DOI: https://doi.org/10.32470/CCN.2019.1060-0
Authors: Janik Fechtelpeter, Hannes Ruge, Holger Mohr, Technische Universität Dresden, Germany
Abstract: We all have experienced that the amount of effort required to perform a task can rapidly decrease over the course of practice. Previous studies have shown that short-term automatization of stimulus-response transformations is associated with a reorganization of functional coupling between different large-scale brain networks. However, it has remained an open question how changing connectivity patterns translate into more efficient stimulus-response processing over the course of learning.
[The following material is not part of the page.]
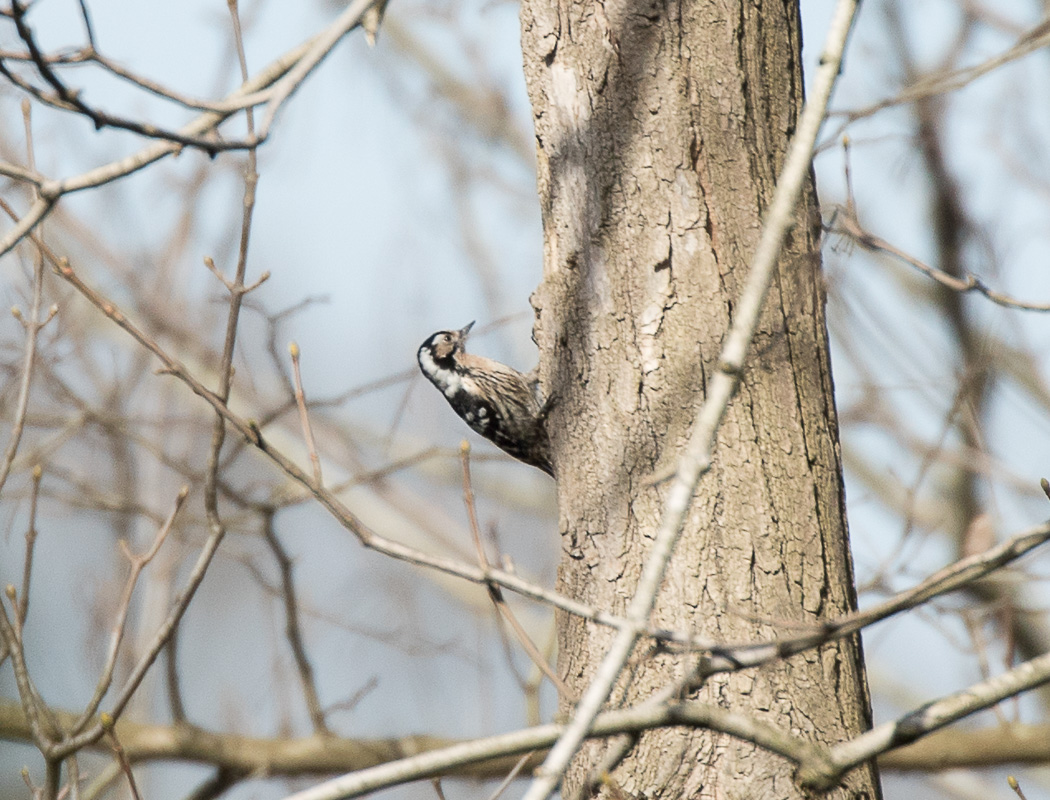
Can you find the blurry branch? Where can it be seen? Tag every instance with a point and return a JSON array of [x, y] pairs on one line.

Here, we employed a control-theoretic approach to test the hypothesis that the amount of control energy required for stimulus-response processing decreases from early to late practice for networks involved in task control. Using fMRI data from a learning group, N = 70, and a control group, N = 67, stimulus-response transformations were modeled as trajectories of activity starting in the visual network and ending in the sensorimotor network. The stimulus-response trajectories were determined by the functional connectivity matrices derived from the fMRI data plus additional control activation exerted by task-related networks. Based on this analysis approach, we found that the cingulo-opercular network can control stimulus-response transformations with increasing efficiency over the course of learning, while no change in control energy was observed for the fronto-parietal network, highlighting the central role of the cingulo-opercular network for short-term task automatization.